Barber patterned Base Yard Hawai'i after The Loading Dock, the nation's first reusable construction and building materials program in Baltimore. The concept is simple: Take surplus lumber, paint, plumbing fixtures and other unused construction materials and match them with qualifying individuals who could use the stuff to fix their homes.

In addition to helping lower-income folks and sparing the landfills, the program has a third beneficiary: contractors, who can make a tax-deductible donation for materials that they might otherwise have to pay a disposal fee for at the dump, or simply let go to waste.

Base Yard Hawai'i literature asks contractors: "Do you have surplus construction materials ... have you thought of selling them but it has been two years and the stuff is still there ... have you thought of taking it to our already overcrowded landfills ... would you like to save money and do some good at the same time?"

Bert Barber, manager of Base Yard Hawai'i's Sand Island warehouse, stacks doors donated by Schuler Homes. The company accepts almost everything — except junk.

Richard Ambo • The Honolulu Advertiser

Paul Watase is an architect and project coordinator with Mark Development, an affordable housing developer that has built thousands of units in the Islands. His company likes the Base Yard Hawai'i concept and donates its surplus building supplies to the program.

"You order the material as part of the project costs," Watase said. "Then there's a project or specification change. So now you're not using the material. What do you do with it? You either throw it away, or it sits around your construction yard for five or 10 years rotting away.

"With something like this, the material gets put to good use."

If there's a downside, it's that sometimes Base Yard Hawai'i doesn't have the specific materials people need. And the center, like other nonprofit organizations, is strapped for money.

"We're an infant operation," Bert Barber said. "We depend on volunteer help."

In February, Barber's version of the concept was the charity of choice at the 9th Annual Home Building and Remodeling Show Tent Sale at the Blaisdell Exhibition Hall.

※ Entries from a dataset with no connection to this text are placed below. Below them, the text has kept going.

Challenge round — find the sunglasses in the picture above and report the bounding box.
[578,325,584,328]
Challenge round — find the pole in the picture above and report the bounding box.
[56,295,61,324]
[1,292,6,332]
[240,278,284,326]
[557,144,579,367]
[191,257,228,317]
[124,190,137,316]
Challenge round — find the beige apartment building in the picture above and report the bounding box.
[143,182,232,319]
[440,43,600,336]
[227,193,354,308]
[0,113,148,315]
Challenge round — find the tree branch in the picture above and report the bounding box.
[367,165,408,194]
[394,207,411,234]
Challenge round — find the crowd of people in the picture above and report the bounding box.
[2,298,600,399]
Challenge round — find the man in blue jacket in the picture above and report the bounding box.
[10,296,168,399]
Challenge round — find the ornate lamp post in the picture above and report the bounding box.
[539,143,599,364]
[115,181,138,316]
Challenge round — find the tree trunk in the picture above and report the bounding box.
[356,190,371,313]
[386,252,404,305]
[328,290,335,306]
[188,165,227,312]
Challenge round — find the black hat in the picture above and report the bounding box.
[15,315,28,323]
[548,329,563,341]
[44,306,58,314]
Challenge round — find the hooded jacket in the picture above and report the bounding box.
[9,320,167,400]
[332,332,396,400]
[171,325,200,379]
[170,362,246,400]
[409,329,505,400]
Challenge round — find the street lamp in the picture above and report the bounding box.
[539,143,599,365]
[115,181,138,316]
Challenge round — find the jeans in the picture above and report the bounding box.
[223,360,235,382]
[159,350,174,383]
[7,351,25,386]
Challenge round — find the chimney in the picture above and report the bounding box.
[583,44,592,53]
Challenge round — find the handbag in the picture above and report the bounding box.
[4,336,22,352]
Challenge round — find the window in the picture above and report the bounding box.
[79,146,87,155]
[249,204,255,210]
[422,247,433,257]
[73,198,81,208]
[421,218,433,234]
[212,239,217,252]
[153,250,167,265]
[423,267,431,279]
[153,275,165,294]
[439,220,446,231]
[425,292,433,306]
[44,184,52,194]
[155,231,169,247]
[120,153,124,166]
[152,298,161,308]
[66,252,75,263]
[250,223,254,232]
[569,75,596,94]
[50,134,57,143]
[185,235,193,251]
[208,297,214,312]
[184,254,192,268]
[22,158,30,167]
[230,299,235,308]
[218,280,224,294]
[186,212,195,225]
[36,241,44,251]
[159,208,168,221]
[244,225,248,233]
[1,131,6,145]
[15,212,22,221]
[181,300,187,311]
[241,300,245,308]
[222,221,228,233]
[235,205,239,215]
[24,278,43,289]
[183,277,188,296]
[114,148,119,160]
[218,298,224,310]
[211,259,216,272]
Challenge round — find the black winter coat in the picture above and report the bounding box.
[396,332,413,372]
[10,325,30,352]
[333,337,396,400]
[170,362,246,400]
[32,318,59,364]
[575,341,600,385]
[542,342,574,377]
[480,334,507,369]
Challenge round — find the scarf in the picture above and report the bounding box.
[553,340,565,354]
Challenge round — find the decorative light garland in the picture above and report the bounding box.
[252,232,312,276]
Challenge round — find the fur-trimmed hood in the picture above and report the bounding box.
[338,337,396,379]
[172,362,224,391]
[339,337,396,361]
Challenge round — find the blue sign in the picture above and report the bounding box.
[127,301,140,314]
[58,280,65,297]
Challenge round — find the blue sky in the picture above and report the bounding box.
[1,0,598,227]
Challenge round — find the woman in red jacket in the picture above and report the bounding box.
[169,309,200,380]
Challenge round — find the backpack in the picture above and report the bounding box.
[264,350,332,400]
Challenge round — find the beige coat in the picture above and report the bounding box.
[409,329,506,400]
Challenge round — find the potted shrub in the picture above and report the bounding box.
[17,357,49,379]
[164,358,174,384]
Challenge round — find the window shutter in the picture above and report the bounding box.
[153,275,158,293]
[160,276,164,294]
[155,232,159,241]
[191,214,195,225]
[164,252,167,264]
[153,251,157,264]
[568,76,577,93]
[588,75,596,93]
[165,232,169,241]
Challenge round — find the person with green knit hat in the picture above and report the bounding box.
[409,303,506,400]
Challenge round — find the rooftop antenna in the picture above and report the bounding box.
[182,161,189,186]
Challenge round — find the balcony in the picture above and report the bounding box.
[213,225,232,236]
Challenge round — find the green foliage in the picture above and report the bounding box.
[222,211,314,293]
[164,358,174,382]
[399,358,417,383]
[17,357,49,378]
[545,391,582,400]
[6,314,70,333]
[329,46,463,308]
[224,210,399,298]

Suzanne Jones, recycling coordinator for the City & County of Honolulu, described Base Yard Hawai'i as part of a "growing network of organizations and people who are looking to move this sort of activity forward."

"There are other recycling programs that try to put materials back into the community," added Nalani Blain with the Building Industry Association of Hawai'i. "But Base Yard Hawaii is the only organization I know of that takes materials from contractors and uses those materials to rebuild community homes."